De todas, la más célebre aventura de Kennedy fue su romance con Marilyn Monroe. Las relaciones se iniciaron incluso antes del triunfo electoral de Kennedy, en 1960. El 19 de mayo de 1962, en el Madison Square Garden, la Monroe celebró el cumpleaños 45 de Kennedy de manera muy especial. Apareció en el escenario con un ajustado vestido color carne en el que lucían infinidad de piedras cosidas a mano.

Marilyn hizo mohínes, sonrisitas, se llevó la mano a la frente para divisar en la platea a Kennedy y después, en un susurro, cantó el más célebre "Happy Birthday, Mr. President" de la historia. "Después de esto, me puedo retirar tranquilo de la política", dijo el homenajeado. Fue la última aparición pública de Marilyn: la hallaron muerta en su casa de Los Ángeles tres meses después, el 5 de agosto de 1962.

Kennedy tuvo amores con varias pasantes de la Casa Blanca . Una de ellas, Mimí Alford, tenía entonces 19 años, perdió su virginidad con JFK y escribió sus memorias el año pasado, convertida en una madura abuela de 68 años.

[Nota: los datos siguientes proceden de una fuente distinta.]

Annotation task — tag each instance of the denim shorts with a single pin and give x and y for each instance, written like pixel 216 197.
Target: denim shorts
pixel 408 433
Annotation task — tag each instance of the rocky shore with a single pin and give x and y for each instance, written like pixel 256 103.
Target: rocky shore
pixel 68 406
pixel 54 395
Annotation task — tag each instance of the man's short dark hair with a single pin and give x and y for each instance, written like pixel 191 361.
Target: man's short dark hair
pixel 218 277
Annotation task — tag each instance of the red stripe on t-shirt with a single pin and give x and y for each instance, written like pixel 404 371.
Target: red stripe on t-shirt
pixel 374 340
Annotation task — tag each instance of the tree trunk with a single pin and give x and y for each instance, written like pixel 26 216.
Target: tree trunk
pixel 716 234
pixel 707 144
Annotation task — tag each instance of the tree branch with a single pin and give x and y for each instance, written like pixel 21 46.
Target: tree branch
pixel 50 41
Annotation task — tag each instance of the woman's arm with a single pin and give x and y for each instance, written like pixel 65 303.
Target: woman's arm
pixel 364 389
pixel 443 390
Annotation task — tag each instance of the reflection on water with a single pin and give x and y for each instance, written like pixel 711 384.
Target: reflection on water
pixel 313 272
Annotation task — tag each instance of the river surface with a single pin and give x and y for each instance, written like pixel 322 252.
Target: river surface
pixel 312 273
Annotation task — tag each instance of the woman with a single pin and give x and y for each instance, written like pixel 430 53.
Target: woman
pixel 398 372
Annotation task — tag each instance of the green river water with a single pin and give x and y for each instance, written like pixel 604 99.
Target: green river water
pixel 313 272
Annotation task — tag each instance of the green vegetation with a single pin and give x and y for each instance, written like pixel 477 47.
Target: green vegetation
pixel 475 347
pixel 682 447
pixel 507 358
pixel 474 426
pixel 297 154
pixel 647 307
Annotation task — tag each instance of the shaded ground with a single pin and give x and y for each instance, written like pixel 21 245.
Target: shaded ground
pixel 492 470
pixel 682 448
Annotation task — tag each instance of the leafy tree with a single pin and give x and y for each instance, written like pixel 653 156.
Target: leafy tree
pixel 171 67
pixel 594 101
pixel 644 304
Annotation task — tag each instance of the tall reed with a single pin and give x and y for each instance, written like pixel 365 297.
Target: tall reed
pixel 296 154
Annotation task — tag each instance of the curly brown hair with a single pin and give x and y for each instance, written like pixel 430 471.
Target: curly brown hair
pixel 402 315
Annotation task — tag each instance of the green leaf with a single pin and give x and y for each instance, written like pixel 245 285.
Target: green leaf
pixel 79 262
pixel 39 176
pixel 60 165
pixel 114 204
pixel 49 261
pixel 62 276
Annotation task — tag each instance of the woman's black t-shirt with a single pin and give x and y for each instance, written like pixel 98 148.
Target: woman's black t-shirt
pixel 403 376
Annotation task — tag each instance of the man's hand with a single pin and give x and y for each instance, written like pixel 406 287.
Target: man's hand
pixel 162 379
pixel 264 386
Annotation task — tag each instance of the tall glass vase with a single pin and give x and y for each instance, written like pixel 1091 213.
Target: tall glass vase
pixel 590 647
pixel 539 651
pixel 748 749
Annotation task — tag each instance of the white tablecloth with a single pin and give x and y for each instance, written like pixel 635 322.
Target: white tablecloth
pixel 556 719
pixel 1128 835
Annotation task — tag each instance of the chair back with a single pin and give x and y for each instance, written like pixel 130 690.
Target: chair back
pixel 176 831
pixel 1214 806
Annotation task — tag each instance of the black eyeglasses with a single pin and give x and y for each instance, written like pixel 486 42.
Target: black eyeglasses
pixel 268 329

Otras dos chicas de la Casa Blanca que retozaron entre las sábanas de Kennedy o en la piscina climatizada en la que el presidente solía nadar desnudo para aliviar, entre otras cosas, sus dolores de espalda, fueron Priscila Wear y Jill Cowan, veinteañeras las dos, a las que llamaban "Fiddle" y "Faddle".

Kennedy anduvo en amores con Pamela Turnure, de 23 años, secretaria de prensa de su mujer , con las actrices Jayne Mansfield, Gene Tierney y Angie Dickinson y con la activista social y pintora Mary Pinchot Meyer, cuñada del periodista Ben Bradlee, director del Washington Post y amigo personal de Kennedy, que se enteró del romance varios años después.

El presidente tuvo amores con Marlene Dietrich, cuando la actriz tenía 62 años. Fue el 10 de septiembre de 1963 y en la Casa Blanca, según asentó en el diario de visitas la secretaria de Kennedy, Evelyn Lincoln: "A las 3:45 de hoy Marlene Dietrich vino a ver al presidente. Luce sus espléndidas y largas piernas, a pesar de sus 62". Años después, Dietrich reveló que el encuentro fue "dulcísimo y veloz".

Su amor argentino

Stella “Baby” Cárcano, hija del embajador argentino en  París, contó hace años: “En una fiesta en Roma, una amiga americana me lo presentó. Tenía un jopo rubio gigante y se reía todo el tiempo. ‘Soy Jack Kennedy y quiero salir a comer contigo”. Baby se negó, Kennedy insistió y se hizo invitar a la boite a la que ella iba a bailar.

Baby y Jack se siguieron viendo en París, y el 26 de mayo de 1941 Kennedy llegó a la Argentina proveniente de Río de Janeiro. Tres días después, festejó su cumpleaños número 24 en la estancia San Miguel, que la familia Cárcano tenía en Ascochinga, Córdoba, y luego de diez días siguió su viaje por América Latina.